John Penrose, Nick Boles and Mark Prisk have warned the country is facing a "slow-motion crisis" that will leave a generation locked out of home ownership.

Communities Secretary Sajid Javid said on Monday the government will consult on changes that will make it easier to build upwards.

Former Conservative minister Nick Boles
Former Conservative minister Nick Boles (PA)

But the MPs raised concerns about the scale of the plans.

In a letter to Mr Javid, they said: "You are absolutely right that overhauling our slow, expensive, uncertain and conflict-ridden planning laws is the place to start.

"But given the size of our housing crisis, we'd like to encourage you to be even bolder.

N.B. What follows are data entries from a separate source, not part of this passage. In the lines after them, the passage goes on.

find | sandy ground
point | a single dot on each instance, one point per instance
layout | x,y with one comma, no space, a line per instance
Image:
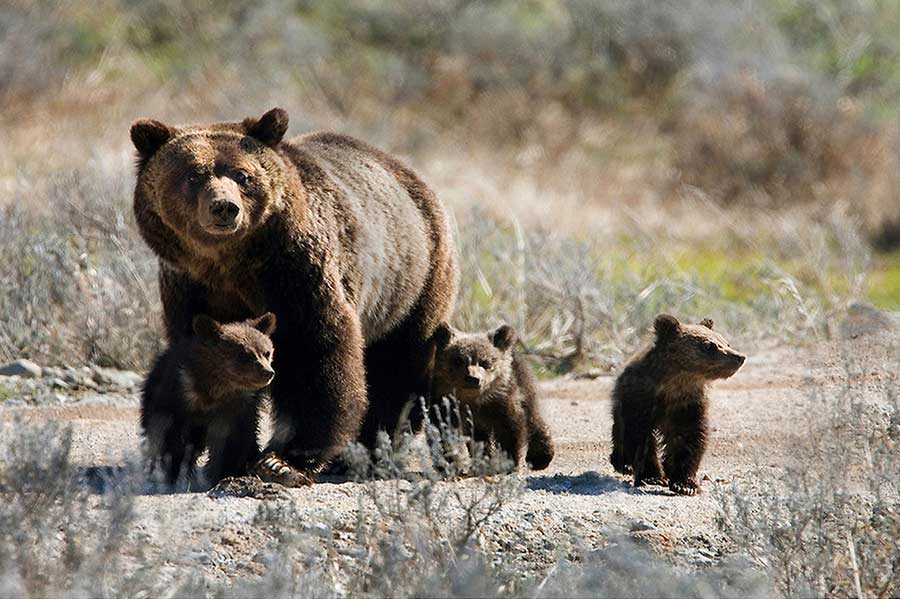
755,415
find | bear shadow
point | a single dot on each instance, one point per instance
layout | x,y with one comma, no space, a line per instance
129,480
588,483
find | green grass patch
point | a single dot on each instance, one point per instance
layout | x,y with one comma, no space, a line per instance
883,282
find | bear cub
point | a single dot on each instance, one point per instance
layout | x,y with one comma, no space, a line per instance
661,395
495,386
205,392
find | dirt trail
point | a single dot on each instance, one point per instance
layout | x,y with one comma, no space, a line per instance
754,416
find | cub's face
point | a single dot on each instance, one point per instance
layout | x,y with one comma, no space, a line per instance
696,348
241,352
469,366
211,184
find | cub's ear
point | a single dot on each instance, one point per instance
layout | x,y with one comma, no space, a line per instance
148,136
269,128
265,324
442,336
666,326
204,326
503,337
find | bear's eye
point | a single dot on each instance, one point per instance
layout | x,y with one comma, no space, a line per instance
194,179
240,178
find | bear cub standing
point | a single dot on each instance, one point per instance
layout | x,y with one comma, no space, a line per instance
496,387
662,391
204,388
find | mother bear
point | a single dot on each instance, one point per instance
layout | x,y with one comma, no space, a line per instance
347,246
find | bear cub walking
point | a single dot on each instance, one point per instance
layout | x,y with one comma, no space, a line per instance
494,385
204,392
662,392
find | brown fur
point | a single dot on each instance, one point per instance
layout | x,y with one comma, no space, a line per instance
204,392
662,391
495,387
348,247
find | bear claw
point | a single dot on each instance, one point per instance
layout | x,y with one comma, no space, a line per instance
685,487
273,469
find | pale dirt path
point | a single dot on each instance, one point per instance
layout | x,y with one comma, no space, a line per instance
754,417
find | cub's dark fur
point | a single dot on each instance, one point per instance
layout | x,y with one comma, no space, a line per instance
662,391
496,387
204,392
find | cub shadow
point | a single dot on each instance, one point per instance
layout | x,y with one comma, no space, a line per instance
130,479
587,483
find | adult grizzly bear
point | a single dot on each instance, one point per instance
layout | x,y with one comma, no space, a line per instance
346,246
662,391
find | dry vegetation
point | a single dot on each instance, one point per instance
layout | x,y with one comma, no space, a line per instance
578,143
603,160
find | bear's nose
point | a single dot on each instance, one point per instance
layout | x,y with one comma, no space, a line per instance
224,211
738,358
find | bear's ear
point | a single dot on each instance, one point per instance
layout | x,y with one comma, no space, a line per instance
442,336
265,324
204,326
148,136
269,128
666,326
503,337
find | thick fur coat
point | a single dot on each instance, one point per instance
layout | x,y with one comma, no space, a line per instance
661,394
496,389
204,392
348,247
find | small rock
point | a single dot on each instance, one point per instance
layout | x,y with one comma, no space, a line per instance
58,383
591,374
123,379
320,530
640,526
200,557
864,319
23,368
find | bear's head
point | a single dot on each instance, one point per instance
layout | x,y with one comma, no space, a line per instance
471,366
695,349
202,187
238,355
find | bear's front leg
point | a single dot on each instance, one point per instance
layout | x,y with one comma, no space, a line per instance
685,443
318,395
510,431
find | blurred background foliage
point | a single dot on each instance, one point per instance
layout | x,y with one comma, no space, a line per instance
736,159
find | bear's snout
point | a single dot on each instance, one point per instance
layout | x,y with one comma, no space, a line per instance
221,216
220,209
224,211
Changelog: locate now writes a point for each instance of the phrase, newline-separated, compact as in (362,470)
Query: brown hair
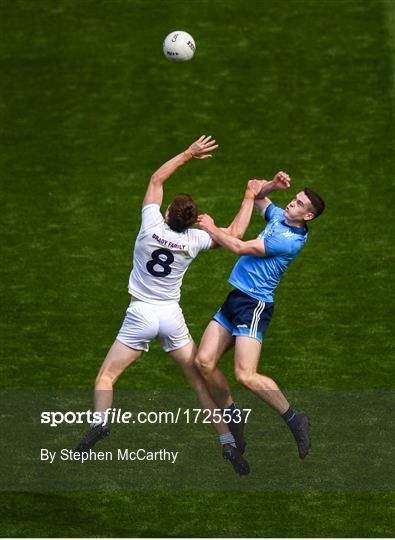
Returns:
(182,213)
(317,203)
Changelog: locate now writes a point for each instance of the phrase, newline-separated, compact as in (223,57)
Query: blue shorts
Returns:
(243,315)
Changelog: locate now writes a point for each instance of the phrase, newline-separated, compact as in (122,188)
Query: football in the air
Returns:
(179,46)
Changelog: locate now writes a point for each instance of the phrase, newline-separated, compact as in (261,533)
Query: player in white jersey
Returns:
(164,249)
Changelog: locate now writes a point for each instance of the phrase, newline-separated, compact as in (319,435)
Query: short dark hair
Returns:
(182,213)
(317,203)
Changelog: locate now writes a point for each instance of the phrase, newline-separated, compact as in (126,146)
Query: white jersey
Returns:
(161,257)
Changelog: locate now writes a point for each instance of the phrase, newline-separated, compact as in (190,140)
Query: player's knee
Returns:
(104,380)
(244,377)
(204,364)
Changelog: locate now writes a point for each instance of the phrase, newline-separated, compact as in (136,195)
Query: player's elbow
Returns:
(156,180)
(241,250)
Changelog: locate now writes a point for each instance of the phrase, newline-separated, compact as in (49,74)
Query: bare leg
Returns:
(118,358)
(185,357)
(215,342)
(247,353)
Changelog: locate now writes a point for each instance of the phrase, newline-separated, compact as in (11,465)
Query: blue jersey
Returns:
(259,276)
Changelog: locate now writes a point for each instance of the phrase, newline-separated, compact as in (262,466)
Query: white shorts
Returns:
(144,322)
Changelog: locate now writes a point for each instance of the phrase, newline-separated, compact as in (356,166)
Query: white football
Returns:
(179,46)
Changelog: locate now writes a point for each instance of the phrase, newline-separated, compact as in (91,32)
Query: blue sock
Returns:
(291,418)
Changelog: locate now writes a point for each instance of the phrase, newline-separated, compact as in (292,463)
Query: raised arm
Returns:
(198,150)
(242,219)
(221,237)
(263,187)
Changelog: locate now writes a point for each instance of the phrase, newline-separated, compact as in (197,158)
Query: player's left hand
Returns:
(203,145)
(205,222)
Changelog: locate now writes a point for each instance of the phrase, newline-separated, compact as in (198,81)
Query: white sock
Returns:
(227,438)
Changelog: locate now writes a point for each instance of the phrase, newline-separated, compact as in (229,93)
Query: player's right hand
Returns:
(256,186)
(282,180)
(203,145)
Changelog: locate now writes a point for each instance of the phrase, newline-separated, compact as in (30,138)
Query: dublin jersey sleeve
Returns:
(272,211)
(198,241)
(280,245)
(150,217)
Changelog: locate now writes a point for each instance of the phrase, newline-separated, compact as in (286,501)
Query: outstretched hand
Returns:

"Unless these proposals allow for building up not out in all towns and cities, and without red tape, they will be too weak to make a difference on the scale that's going to be needed."

Mr Boles, a former planning minster,  accused Theresa May of timidity and a lack of ambition as he raised concerns about a string of issues, including housing, last month.

Under proposals put forward by the three MPs, the need for planning permission would be removed for urban property owners who want to build up to the height of the tallest building in the same block or to the fifth storey, whichever is greater.

Conservative former minister Mark Prisk
Conservative former minister Mark Prisk (Ian Nicholson/PA)

That would mean the creation of mansion blocks, terraces or mews housing rather than sky-high tower blocks, they said.

The former ministers said the government's plans may simply lead to a change in planning guidance rather than a full-scale extension to permitted development rights.

Mr Penrose,  a former architecture and heritage minister and chair of the All-Party Parliamentary Group on housing and planning, said: "We've simply got to build more homes, whether they're to rent or to buy, so they're cheap enough for everyone to afford.

"Housing is a huge, slow-motion crisis, so we've got to be bold. Otherwise a generation will stay locked out of the dream of home ownership and house prices will keep spiralling upwards."